Ireland Other


Irish government approves 2011 Budget

On 7 December, Finance Minister Brian Lenihan proposed an austere budget for 2011, only ten days after the joint EU-IMF bailout plan was laid out in an effort to help stabilise Irish macroeconomic system. The new budget includes massive spending cuts that aim to achieve EUR 15 billion of savings and to cut the fiscal deficit to below 3% of GDP by 2014. The budget is based primarily on spending cuts, as no major tax hikes were introduced. The top rate of income tax will remain at 52%. However, the government lowered the income tax bands and credits, which will increase the tax take. The corporation tax will remain at 12.5% despite opposition from some countries of the EU, which consider the low tax as unfair competition. The majority of austerity measures will involve expenditure cuts in social welfare and health benefits, which will be reduced by 4% on average.

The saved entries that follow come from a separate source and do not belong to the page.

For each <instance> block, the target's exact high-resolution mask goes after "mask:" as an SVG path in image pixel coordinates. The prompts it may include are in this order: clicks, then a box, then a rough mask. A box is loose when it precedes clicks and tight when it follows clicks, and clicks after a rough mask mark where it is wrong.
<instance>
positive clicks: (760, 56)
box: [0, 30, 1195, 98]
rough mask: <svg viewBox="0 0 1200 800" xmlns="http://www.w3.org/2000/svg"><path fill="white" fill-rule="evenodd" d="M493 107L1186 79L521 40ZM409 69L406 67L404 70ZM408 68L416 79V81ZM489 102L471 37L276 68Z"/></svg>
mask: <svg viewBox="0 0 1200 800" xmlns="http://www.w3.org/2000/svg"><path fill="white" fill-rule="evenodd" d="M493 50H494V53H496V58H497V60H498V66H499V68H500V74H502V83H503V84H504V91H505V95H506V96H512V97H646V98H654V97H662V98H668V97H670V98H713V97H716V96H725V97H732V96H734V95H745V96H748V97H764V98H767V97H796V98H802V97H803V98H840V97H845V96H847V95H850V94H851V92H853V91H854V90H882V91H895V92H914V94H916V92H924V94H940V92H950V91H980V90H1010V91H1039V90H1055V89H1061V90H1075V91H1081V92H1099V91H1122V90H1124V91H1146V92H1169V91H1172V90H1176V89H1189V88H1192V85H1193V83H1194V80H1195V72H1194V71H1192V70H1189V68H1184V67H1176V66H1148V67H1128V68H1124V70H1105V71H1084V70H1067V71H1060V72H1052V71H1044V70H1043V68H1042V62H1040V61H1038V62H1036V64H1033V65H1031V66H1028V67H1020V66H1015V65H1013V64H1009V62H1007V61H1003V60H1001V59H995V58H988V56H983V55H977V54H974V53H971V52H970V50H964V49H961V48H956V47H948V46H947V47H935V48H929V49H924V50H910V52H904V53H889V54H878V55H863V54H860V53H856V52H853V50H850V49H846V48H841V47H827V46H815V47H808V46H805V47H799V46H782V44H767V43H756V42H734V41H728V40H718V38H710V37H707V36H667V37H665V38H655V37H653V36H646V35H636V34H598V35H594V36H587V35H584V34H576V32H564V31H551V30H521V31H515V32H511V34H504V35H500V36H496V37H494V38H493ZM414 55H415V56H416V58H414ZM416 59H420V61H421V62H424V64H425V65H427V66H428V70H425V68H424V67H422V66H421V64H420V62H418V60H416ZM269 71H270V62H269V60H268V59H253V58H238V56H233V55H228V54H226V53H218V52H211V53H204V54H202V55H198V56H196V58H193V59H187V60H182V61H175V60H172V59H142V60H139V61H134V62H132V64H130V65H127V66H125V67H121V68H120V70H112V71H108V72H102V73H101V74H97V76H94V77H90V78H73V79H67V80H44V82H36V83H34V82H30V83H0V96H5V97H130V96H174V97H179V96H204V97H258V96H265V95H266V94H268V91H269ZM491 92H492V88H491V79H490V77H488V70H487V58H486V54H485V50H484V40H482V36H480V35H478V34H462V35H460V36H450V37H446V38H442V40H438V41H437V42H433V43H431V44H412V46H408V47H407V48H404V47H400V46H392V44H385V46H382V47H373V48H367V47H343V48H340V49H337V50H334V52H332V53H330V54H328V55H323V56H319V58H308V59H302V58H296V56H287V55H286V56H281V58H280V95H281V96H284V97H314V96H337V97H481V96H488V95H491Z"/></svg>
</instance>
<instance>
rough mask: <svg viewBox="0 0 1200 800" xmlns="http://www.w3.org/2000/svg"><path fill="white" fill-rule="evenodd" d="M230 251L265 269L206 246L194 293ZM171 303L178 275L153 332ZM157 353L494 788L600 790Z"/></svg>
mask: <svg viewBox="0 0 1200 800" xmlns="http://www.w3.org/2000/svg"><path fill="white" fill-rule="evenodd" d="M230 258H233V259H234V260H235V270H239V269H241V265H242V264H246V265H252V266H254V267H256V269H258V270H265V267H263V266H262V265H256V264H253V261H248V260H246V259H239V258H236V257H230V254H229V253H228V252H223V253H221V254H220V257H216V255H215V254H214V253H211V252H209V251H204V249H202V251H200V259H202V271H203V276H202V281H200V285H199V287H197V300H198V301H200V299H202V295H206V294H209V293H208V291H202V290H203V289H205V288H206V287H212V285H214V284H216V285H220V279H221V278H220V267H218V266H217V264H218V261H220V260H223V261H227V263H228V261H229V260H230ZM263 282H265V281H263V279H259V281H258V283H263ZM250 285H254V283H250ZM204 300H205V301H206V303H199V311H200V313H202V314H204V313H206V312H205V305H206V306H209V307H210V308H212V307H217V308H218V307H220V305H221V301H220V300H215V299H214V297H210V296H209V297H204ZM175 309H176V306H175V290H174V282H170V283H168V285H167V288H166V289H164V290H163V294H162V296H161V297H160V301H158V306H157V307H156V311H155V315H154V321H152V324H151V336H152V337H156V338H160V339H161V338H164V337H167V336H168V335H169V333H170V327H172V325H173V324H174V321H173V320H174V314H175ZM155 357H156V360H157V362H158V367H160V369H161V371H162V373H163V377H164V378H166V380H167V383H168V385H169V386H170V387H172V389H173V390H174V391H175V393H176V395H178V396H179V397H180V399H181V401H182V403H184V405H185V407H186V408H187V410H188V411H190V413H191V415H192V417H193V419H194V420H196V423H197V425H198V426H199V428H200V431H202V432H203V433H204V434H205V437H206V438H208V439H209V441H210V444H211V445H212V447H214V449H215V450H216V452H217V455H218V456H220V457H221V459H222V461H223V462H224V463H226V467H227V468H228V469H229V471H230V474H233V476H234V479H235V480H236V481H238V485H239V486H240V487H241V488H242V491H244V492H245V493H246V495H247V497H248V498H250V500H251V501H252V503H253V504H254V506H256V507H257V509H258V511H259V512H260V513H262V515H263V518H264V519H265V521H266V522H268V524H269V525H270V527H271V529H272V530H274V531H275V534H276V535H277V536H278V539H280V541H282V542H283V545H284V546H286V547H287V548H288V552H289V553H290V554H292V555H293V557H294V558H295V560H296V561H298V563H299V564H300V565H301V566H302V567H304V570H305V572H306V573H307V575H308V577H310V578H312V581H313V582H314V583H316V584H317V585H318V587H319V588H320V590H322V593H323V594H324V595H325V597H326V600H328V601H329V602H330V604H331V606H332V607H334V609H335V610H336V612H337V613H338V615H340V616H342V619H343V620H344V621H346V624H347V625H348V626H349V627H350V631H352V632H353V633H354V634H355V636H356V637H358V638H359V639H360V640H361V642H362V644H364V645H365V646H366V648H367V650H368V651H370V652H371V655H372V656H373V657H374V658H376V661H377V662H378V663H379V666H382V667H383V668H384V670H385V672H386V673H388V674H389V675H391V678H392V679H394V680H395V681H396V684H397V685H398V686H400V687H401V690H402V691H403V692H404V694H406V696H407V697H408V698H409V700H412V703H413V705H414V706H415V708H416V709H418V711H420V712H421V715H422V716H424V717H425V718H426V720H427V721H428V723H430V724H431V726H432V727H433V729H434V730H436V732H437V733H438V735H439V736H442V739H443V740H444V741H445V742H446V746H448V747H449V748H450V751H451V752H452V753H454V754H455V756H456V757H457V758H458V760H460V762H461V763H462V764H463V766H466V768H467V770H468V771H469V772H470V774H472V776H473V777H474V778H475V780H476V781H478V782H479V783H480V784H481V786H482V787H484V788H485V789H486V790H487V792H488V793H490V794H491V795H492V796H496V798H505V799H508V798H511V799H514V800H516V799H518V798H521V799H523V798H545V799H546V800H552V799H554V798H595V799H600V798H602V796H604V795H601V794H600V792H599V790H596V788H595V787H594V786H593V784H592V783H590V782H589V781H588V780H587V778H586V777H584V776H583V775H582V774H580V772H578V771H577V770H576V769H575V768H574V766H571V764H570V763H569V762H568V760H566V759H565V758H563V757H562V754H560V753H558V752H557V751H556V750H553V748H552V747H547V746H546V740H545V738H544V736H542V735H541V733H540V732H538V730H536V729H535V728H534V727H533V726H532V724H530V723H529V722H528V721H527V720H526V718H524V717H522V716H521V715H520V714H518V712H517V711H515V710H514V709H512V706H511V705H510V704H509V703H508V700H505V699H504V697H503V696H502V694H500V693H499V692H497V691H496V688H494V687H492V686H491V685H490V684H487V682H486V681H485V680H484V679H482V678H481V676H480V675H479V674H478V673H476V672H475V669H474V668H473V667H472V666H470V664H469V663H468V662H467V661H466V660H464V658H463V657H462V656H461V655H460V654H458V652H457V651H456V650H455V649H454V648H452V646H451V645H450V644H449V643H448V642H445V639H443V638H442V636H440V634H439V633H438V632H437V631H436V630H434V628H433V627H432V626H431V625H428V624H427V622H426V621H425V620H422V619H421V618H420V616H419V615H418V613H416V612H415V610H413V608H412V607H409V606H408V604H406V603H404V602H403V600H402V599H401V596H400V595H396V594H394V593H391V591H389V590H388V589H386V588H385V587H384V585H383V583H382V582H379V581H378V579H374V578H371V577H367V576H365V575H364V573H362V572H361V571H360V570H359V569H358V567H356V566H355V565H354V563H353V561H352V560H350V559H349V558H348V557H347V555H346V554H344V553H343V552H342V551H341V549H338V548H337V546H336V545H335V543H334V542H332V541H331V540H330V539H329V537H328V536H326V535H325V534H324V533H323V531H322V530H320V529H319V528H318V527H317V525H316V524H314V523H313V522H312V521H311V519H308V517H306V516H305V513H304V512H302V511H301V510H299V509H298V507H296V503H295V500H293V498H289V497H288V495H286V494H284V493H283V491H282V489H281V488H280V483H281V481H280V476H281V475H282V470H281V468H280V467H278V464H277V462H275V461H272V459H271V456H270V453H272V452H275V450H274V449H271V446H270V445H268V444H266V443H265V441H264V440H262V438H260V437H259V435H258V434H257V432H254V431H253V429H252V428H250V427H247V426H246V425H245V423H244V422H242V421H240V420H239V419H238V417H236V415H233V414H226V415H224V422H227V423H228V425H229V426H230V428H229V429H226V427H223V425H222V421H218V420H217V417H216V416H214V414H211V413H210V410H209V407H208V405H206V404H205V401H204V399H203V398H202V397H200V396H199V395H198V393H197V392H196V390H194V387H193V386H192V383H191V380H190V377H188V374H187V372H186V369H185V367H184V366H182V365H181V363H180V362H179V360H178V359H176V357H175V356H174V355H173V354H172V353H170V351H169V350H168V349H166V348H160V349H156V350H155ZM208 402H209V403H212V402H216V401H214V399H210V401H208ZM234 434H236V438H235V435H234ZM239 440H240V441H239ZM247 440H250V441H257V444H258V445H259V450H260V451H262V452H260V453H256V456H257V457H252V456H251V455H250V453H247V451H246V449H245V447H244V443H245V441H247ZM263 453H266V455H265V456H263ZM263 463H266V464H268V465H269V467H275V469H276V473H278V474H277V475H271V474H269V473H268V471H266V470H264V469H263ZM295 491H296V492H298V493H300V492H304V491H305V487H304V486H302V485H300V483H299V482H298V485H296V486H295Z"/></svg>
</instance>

While the salaries of public sector workers have been spared from cuts, it was agreed that the earnings of members of parliament will be trimmed and a new salary cap will be introduced. The measures taken by Ireland's government to curb the high fiscal deficit have only soothed nervous investors temporarily, as the interest rate on Irish 10-year government bonds rose, pushing up the yield spread between Irish and German bonds to -.-% on 22 December. The government aims to reduce the budget deficit to between 9.25% and 9.5% of GDP in 2011.